Alula Asfaw, a University of Washington junior, is one of 65 students in the country selected as a Truman Scholar, on the basis of his leadership potential, intellectual ability the likelihood of “making a difference.”
Each scholarship provides $30,000 for graduate study.
Asfaw was born in Addis Ababa, Ethiopia in 1985. His parents sent him to the United States shortly after his sixth birthday to live with his older brother and to protect him from the dangers of war in his home country. He attended both Cleveland and Highline high schools. Asfaw knew at an early age that he wanted to pursue a career of public service; he says his activities were “more than inspired” by the career path of President Bill Clinton.
As a University of Washington student, he became conscious of what he called “survivor’s guilt” when he realized that very few of his high school classmates were attending college. “Not enough had guidance on why they should think about college. Few had parents who went to college,” he said.
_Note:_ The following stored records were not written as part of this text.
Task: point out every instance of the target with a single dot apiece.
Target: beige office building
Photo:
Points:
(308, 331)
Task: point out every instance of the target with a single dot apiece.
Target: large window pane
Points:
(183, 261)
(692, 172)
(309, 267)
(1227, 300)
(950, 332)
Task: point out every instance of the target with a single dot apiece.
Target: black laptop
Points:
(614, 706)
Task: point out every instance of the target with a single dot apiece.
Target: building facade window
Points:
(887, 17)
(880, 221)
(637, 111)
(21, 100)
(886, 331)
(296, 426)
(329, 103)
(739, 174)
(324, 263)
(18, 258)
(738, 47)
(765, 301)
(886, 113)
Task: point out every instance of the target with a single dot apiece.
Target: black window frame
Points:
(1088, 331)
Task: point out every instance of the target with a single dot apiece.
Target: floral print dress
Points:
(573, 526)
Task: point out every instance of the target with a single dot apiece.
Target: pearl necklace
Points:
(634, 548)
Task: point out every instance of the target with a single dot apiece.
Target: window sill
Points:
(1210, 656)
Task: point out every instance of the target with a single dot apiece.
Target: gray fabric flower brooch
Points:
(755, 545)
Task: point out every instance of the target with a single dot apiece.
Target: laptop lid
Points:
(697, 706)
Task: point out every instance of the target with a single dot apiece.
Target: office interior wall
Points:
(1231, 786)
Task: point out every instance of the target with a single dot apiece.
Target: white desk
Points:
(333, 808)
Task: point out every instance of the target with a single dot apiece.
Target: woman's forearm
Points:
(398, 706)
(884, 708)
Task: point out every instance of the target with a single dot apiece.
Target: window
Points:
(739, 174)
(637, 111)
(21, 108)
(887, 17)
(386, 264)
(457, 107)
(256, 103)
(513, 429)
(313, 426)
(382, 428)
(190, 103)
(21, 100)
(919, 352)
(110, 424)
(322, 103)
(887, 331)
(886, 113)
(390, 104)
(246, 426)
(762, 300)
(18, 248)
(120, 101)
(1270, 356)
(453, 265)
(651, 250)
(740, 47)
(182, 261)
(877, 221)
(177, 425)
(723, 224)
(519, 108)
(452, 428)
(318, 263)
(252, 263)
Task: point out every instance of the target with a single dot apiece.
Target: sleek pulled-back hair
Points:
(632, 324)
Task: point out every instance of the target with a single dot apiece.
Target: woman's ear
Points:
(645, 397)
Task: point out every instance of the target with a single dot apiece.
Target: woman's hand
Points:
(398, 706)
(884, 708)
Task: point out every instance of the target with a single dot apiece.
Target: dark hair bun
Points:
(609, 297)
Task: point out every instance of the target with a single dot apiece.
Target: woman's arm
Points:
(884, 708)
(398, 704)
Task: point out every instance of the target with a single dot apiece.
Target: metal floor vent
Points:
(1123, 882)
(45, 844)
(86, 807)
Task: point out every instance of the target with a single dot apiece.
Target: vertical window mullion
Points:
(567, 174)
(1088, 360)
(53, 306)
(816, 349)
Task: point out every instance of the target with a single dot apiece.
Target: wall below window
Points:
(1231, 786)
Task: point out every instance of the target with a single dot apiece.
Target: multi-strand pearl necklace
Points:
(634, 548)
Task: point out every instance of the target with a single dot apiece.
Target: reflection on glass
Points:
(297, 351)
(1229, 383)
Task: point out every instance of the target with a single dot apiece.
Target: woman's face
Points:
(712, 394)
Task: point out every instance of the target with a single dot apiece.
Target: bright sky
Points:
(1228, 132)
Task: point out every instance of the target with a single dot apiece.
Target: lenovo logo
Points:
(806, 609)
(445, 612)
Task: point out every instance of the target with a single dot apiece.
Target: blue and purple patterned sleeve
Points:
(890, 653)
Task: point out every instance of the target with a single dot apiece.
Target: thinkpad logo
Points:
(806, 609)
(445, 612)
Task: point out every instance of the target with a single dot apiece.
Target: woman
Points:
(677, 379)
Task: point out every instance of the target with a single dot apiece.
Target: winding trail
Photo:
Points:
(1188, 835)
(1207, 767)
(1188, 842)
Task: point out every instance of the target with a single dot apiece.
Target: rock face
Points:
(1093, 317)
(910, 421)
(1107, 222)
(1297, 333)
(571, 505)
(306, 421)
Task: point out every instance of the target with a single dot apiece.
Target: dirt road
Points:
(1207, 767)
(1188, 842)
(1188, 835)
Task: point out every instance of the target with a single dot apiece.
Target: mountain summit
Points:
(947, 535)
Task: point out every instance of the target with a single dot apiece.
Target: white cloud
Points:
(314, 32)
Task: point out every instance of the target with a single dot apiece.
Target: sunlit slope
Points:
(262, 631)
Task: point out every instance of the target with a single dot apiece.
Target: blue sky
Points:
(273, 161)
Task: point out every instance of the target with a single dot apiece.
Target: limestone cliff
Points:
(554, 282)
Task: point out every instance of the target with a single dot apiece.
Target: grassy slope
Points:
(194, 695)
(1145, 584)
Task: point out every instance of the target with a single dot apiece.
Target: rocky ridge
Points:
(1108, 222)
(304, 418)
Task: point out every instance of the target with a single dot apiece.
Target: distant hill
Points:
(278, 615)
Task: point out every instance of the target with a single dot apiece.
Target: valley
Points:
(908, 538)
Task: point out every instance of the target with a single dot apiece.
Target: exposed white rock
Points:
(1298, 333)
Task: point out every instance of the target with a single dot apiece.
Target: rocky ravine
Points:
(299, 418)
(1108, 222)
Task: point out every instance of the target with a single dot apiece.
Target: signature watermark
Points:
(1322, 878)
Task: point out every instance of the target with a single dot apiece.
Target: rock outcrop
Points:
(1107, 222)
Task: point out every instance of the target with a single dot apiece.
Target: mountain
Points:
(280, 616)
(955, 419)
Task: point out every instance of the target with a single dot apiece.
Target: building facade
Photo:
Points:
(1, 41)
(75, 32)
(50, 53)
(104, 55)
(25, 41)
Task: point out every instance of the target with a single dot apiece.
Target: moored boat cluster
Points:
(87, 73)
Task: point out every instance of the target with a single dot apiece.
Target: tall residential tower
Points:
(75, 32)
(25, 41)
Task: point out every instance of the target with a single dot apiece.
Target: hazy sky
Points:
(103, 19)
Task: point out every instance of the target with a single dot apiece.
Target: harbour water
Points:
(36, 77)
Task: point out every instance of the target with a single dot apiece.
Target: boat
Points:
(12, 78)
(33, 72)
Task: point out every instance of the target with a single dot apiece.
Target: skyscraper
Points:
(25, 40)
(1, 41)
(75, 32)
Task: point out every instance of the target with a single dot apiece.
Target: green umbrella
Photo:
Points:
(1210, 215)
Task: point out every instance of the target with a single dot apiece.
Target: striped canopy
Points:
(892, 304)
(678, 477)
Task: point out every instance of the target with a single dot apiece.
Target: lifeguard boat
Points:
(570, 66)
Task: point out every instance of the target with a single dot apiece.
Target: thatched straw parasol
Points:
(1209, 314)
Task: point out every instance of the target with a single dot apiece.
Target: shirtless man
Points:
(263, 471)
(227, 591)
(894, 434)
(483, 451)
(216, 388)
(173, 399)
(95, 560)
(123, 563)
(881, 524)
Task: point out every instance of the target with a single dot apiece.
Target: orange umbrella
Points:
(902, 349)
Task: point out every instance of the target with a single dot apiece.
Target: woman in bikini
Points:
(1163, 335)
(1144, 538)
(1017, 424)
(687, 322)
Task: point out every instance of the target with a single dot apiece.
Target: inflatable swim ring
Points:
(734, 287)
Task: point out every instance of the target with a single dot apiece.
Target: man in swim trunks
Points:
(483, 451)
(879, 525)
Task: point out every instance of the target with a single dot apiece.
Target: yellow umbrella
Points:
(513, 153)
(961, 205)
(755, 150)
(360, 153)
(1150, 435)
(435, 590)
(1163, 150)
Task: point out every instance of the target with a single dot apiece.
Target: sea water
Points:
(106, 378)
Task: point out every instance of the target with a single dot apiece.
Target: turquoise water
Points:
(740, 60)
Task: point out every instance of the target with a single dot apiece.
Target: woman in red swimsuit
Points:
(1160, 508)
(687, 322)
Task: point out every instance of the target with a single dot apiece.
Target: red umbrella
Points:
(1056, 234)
On his own, Asfaw developed a proposal for addressing this problem. He proposed that the UW create an undergraduate class that explored the relationship between educational opportunity and social mobility. The class would meet every other week. On alternate weeks the students in the class would go to one of the region’s high schools and help students there through the college application process.
Asfaw brought the proposal to the UW administration, which assisted Asfaw in developing what he called the Dream Project. Stan Chernikoff, principal lecturer in earth and space sciences, agreed to teach the class; Ed Taylor, who at that time was associate professor of education and is now vice provost and dean of undergraduate academic affairs, gave Asfaw advice about how to make the project work.
Asfaw recruited students for the class, which is now in its second year. It will be serving more than 200 students from six area high schools; 58 UW students are enrolled in the class. Asfaw is seeking additional funding to sustain the program over the long term.
Asfaw plans to pursue two degrees, a doctorate and a law degree, to enable him to pursue his public service activities at a higher level.